Abstract:
In the dynamic landscape of the IT industry, the process of connecting employers with suitable candidates and vice versa has become akin to searching for a needle in a haystack. The abundance of information on job portals has created challenges for IT job applicants and employers alike. Job seekers often find it difficult to pinpoint opportunities that align with their skills and experiences, while employers struggle to identify candidates who possess the desired skill set and can seamlessly integrate into their company culture.
The sheer volume of data sources compounds this issue, making it arduous to extract pertinent information tailored to the specific needs of both employers and job seekers. Traditional job-hunting processes often overlook crucial factors such as work experience and personality traits, further complicating the already intricate task of talent matching in the IT realm.
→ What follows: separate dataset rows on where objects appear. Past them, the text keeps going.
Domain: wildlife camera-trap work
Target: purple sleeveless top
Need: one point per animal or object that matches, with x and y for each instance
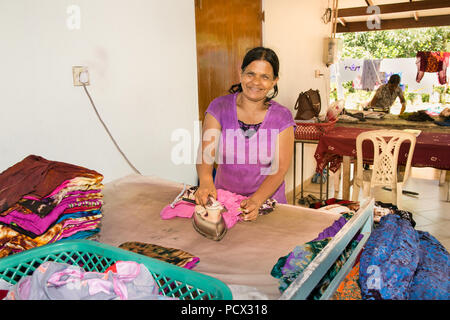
(244, 161)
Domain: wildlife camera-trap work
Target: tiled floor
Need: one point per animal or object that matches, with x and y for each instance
(430, 208)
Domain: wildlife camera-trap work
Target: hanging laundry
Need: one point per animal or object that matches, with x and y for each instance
(371, 77)
(349, 69)
(432, 62)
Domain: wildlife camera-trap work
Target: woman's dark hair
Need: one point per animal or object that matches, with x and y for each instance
(394, 79)
(260, 53)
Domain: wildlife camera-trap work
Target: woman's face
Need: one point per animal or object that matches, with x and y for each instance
(257, 80)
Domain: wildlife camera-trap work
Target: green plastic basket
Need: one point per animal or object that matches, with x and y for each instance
(173, 281)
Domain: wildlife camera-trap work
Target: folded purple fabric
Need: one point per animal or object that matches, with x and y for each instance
(34, 223)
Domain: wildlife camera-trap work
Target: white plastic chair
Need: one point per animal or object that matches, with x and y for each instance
(384, 173)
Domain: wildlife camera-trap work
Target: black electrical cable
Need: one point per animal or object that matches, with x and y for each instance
(109, 133)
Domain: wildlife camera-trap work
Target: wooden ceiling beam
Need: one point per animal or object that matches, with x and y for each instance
(395, 8)
(404, 23)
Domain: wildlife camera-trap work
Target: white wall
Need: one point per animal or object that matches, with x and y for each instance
(294, 29)
(141, 56)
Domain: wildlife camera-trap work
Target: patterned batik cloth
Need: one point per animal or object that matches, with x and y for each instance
(171, 255)
(289, 267)
(401, 263)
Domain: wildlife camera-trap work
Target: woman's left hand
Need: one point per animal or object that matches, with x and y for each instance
(250, 208)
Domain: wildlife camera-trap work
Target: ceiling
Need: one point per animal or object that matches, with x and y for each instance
(359, 15)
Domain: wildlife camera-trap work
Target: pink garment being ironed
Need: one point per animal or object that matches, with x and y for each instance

The system uses T5 models to extract skills, experiences and personality traits to match job seekers with suitable positions. The methodology is based on a multi-step strategy to handle the problem of job suggestion. This involves candidates filling out a questionnaire on their experiences, personalities, and qualifications. Three models are used to extract data on abilities, personality traits and experiences using pre trained T5 models. This approach enables precise and customized job recommendations.
Initial results are promising, with match rates between job seekers and suitable positions
significantly higher using our method. Our models, trained with pre-trained T5 models,
achieving a significance accuracy. Precision, recall, and F1 score further demonstrate the
model's performance. Combining neural networks with pre-trained language models enhances
the speed and effectiveness of our recommendation system.